Deutsch-russische Musikbegegnungen 1917-1933
Band 1: Studien
Stefan Weiss
Zwischen den politischen Schicksalsjahren 1917 und 1933 begegneten deutsche und russische Musikkulturen einander in neuen und manchmal kontroversen Konstellationen, die dieser Band in zwölf detaillierten Studien erkundet. Aus deutscher Sicht konnte „russische Musik“ damals gedanklich ebenso sehr mit dem alten Zarenreich identifiziert werden wie mit der neuen sozialistischen Gesellschaftsordnung: In Berlin hörte man die Tonkunst des alten Russland in den Konzerten geflüchteter InterpretInnen wie im Exilkabarett des Blauen Vogel; gleichzeitig warb dort die „Gesellschaft der Freunde des Neuen Russland“ für Sympathie mit sowjetischer Musik. Im nachrevolutionären Russland selbst erfuhren die Kompositionen Paul Hindemiths und Alban Bergs umfassende Beachtung, während der Klassiker Beethoven zum Vorbild für sowjetische Musik stilisiert wurde. Der Band folgt Emigranten wie Sergej Prokof’ev und Vladimir Šcerbacëv bei ihren oftmals verwunderten Wahrnehmungen der modernen deutschen Musikszene, untersucht musikwirtschaftliche wie -ästhetische Verflechtungen und bezieht dabei auch die komplexe Vorgeschichte der gegenseitigen Rezeption mit ein.

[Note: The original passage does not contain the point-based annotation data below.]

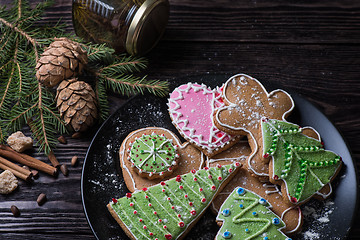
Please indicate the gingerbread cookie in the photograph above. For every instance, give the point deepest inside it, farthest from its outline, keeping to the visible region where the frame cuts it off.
(246, 215)
(246, 102)
(292, 216)
(191, 108)
(188, 157)
(299, 163)
(169, 210)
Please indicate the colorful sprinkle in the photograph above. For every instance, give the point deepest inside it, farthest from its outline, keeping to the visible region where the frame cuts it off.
(240, 191)
(227, 235)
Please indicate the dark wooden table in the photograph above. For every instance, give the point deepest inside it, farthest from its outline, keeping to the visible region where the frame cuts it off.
(311, 47)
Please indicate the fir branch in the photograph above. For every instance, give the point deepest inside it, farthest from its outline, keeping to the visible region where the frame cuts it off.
(129, 85)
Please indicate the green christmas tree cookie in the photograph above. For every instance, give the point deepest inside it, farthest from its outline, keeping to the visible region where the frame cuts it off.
(169, 209)
(246, 215)
(153, 155)
(298, 160)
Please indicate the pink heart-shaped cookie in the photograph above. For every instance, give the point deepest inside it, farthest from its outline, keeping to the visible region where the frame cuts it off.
(191, 108)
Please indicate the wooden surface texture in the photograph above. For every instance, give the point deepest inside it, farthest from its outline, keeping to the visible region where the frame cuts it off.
(310, 47)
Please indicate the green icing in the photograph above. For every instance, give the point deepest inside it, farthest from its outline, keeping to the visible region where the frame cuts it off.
(245, 215)
(166, 209)
(152, 153)
(299, 160)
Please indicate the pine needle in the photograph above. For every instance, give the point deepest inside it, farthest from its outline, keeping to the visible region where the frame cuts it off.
(23, 100)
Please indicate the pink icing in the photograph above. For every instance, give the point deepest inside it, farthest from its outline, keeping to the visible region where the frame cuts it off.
(191, 107)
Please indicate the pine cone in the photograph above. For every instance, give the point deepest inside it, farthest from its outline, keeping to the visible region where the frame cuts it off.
(77, 104)
(63, 59)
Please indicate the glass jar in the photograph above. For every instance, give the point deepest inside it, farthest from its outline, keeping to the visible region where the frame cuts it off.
(134, 26)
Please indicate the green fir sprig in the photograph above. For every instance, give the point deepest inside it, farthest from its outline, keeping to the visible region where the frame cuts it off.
(23, 100)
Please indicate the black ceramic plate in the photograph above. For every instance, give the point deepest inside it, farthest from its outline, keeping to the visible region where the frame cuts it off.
(102, 178)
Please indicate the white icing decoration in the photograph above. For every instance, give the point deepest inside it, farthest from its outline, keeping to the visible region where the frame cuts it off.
(122, 153)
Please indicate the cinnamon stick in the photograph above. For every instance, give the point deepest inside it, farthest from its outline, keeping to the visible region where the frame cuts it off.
(27, 160)
(15, 169)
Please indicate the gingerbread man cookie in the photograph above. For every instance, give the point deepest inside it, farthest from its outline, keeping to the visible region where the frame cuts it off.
(246, 102)
(191, 108)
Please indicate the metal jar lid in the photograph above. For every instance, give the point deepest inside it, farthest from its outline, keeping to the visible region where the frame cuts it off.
(147, 26)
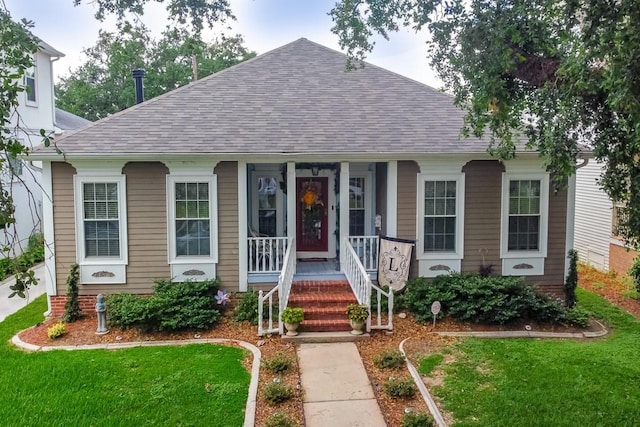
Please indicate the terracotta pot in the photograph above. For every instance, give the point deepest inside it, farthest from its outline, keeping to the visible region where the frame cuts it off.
(292, 329)
(357, 327)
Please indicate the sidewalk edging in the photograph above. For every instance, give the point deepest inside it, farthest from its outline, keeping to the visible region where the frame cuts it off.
(250, 408)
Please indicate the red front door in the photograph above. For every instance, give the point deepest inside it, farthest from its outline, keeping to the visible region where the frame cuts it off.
(311, 214)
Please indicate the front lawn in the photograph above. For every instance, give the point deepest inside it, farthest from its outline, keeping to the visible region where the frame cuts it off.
(188, 385)
(524, 382)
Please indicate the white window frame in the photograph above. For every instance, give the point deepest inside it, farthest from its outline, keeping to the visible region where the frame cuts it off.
(92, 268)
(458, 253)
(255, 209)
(31, 73)
(507, 177)
(368, 200)
(213, 218)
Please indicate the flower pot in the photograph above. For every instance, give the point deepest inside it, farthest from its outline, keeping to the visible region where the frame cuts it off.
(292, 329)
(357, 326)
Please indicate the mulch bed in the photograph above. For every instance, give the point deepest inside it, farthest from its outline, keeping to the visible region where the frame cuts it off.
(422, 342)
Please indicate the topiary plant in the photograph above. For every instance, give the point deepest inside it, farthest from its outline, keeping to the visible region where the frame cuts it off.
(72, 306)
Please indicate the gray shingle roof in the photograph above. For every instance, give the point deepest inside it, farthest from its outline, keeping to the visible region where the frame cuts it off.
(68, 121)
(294, 99)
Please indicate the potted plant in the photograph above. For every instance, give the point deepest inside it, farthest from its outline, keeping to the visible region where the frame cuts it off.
(292, 317)
(357, 314)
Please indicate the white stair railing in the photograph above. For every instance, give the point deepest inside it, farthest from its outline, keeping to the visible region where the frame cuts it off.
(362, 287)
(282, 290)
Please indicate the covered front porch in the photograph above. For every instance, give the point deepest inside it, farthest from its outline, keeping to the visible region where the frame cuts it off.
(314, 208)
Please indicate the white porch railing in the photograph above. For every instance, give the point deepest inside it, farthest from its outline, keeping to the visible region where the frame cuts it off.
(282, 290)
(366, 248)
(362, 287)
(266, 254)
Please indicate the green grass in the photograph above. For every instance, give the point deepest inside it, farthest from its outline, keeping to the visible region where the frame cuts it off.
(519, 382)
(429, 363)
(138, 386)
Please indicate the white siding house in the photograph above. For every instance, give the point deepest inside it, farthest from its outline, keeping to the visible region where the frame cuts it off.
(36, 111)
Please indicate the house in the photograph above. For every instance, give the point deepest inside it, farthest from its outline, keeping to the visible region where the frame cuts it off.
(287, 163)
(595, 236)
(35, 111)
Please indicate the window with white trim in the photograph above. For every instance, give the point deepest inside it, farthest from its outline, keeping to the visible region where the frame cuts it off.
(192, 219)
(440, 216)
(30, 84)
(525, 215)
(101, 219)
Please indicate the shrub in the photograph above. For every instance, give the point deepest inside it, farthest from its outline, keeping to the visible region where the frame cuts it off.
(578, 317)
(277, 364)
(279, 419)
(429, 363)
(389, 359)
(400, 387)
(417, 419)
(172, 307)
(470, 297)
(571, 283)
(56, 331)
(247, 308)
(277, 392)
(72, 306)
(634, 272)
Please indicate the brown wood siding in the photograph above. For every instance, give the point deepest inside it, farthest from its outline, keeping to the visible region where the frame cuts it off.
(64, 221)
(228, 262)
(381, 194)
(483, 183)
(553, 279)
(406, 214)
(147, 228)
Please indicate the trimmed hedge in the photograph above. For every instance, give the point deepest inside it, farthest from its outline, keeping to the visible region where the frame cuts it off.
(470, 297)
(172, 307)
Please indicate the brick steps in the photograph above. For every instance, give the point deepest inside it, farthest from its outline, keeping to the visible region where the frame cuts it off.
(324, 304)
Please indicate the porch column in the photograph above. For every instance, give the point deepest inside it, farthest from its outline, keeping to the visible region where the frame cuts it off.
(392, 198)
(291, 202)
(243, 246)
(343, 233)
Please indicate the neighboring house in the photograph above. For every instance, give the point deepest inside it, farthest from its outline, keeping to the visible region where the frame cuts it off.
(289, 153)
(35, 111)
(595, 236)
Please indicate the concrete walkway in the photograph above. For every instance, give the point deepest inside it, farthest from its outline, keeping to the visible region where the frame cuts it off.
(11, 305)
(337, 391)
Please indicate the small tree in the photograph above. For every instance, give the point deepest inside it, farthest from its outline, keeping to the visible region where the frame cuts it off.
(72, 306)
(571, 283)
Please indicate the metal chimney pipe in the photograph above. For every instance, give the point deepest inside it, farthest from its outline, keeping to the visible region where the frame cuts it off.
(138, 78)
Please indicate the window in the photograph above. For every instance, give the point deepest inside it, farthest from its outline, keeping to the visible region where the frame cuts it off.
(192, 219)
(524, 215)
(30, 84)
(440, 220)
(357, 206)
(267, 205)
(439, 216)
(525, 206)
(101, 219)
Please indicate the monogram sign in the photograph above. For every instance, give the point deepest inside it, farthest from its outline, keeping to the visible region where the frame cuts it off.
(394, 262)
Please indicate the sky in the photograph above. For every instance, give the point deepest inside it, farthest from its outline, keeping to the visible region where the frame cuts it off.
(265, 25)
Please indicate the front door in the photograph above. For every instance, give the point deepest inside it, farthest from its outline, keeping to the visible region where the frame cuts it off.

Between the fateful political years of 1917 and 1933, German and Russian musical cultures encountered each other in new and sometimes controversial constellations, which this volume explores in twelve detailed studies. From a German perspective, „Russian music“ at the time could be identified in thought as much with the old tsarist empire as with the new socialist social order: in Berlin, the musical art of old Russia was heard in the concerts of fugitive performers as in the exile cabaret of the Blauer Vogel; at the same time, the „Society of Friends of New Russia“ promoted sympathy for Soviet music there. In post-revolutionary Russia itself, the compositions of Paul Hindemith and Alban Berg received widespread attention, while the classicist Beethoven was stylized as a model for Soviet music. The volume follows emigrants such as Sergei Prokof’ev and Vladimir Šcerbacëv in their often astonished perceptions of the modern German music scene, examines music-economic as well as music-aesthetic entanglements, and also includes the complex history of mutual reception.